Building a transport

A transport is simply a function that handles logging entries from a predictable format. A transport can either be synchronous or asynchronous. The difference is that you return a promise when you want to handle each log entry asynchronously. When doing this, Notera will catch rejected promises and emit an error event. Read more about events here.

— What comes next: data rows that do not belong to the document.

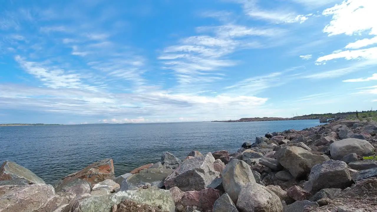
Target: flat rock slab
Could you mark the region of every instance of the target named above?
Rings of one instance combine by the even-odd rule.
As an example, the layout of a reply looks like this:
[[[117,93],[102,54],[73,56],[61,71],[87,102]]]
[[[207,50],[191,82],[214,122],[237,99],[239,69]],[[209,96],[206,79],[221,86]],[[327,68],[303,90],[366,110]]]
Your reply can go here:
[[[15,163],[6,160],[0,168],[0,180],[9,180],[25,181],[29,184],[44,183],[43,180],[30,170]]]
[[[164,186],[164,181],[173,170],[170,169],[149,169],[129,176],[122,183],[120,190],[134,189],[146,183],[158,188]]]
[[[71,174],[58,181],[55,189],[59,190],[66,184],[79,178],[91,184],[95,184],[106,179],[114,178],[113,159],[107,159],[97,161],[77,172]]]

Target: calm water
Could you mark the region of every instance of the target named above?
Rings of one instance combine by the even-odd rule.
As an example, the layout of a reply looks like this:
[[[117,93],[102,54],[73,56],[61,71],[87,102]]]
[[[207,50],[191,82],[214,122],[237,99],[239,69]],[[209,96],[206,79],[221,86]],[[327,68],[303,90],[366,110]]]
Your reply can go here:
[[[303,120],[3,127],[0,162],[15,162],[52,183],[93,162],[112,158],[118,176],[159,161],[164,151],[180,158],[192,150],[236,151],[245,141],[268,132],[319,124],[318,120]]]

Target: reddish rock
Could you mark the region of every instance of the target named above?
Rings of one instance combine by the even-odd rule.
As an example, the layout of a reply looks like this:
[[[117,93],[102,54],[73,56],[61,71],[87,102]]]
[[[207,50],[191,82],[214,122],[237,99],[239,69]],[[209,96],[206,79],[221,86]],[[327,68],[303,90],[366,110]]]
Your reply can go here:
[[[142,166],[138,168],[136,168],[135,169],[133,169],[132,171],[130,172],[130,173],[132,174],[137,174],[141,170],[143,170],[144,169],[147,169],[149,168],[150,167],[153,165],[153,163],[149,163],[147,164],[146,165],[144,165],[144,166]]]
[[[312,196],[310,193],[297,186],[294,186],[289,188],[287,190],[287,193],[290,197],[296,201],[308,200]]]
[[[215,158],[215,159],[220,159],[220,157],[224,155],[229,155],[229,152],[226,150],[220,150],[220,151],[216,151],[215,152],[212,153],[212,155],[213,157]]]
[[[114,177],[113,159],[106,159],[92,163],[82,170],[69,175],[56,184],[55,189],[60,190],[77,178],[95,184],[107,179],[113,179]]]
[[[186,191],[177,204],[182,204],[185,207],[196,206],[202,209],[204,211],[211,211],[213,204],[222,193],[220,190],[212,188],[207,188],[200,191]]]

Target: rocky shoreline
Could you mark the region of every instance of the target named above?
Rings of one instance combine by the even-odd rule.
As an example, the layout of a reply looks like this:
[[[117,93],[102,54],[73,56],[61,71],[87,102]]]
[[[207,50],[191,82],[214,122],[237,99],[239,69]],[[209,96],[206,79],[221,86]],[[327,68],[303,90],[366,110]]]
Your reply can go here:
[[[241,146],[183,160],[164,152],[116,177],[104,159],[53,186],[6,161],[0,212],[377,211],[375,123],[339,120]]]

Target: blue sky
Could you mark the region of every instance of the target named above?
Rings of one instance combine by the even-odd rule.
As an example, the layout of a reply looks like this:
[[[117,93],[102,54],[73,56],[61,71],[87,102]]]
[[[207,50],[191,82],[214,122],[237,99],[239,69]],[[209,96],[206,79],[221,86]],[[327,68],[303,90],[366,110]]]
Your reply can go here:
[[[374,0],[1,4],[0,123],[377,109]]]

Synchronous transport example

function consoleTransport({ ctx, level, msg, meta }): void {
    console.log(`${Date.now()} ${level}: ${msg}`, err, meta)
}

logger.addTransport({ callback: consoleTransport });

Asynchronous transport example

// ...
import fs from 'fs/promises';

async function fileTransport({ ctx, level, msg, meta }): Promise<void> {
    const line = `${Date.now()} ${level}: ${msg}\n`
    await fs.appendFile('application.log', line)
}

logger.addTransport({ callback: fileTransport });

// We should listen to errors if the transport fails
logger.onError((err, entry, transport) => {
    // Log to console if the file transport fails
    console.log(`Error in transport '${transport.name}': ${err.message}`)
    console.log(entry) // Contains the failed log entry
});

Configure a transport

Transports can be configured to act in different ways.

interface Transport {
    callback: (entry: LogEntry<LevelsT, MetaT>) => Promise<void> | void;

    // Name of the transport, to be able to reference it later on
    name?: string;

    // Levels that this transport should handle, or all levels if not specified
    levels?: LevelsT[];
}

Events

Notera will emit events in certain situations. It's up to you to listen and act on them. See the asynchronous transport example to see how to listen to events.

  • onError(): Errors are emitted when an async transport fails (rejected promise).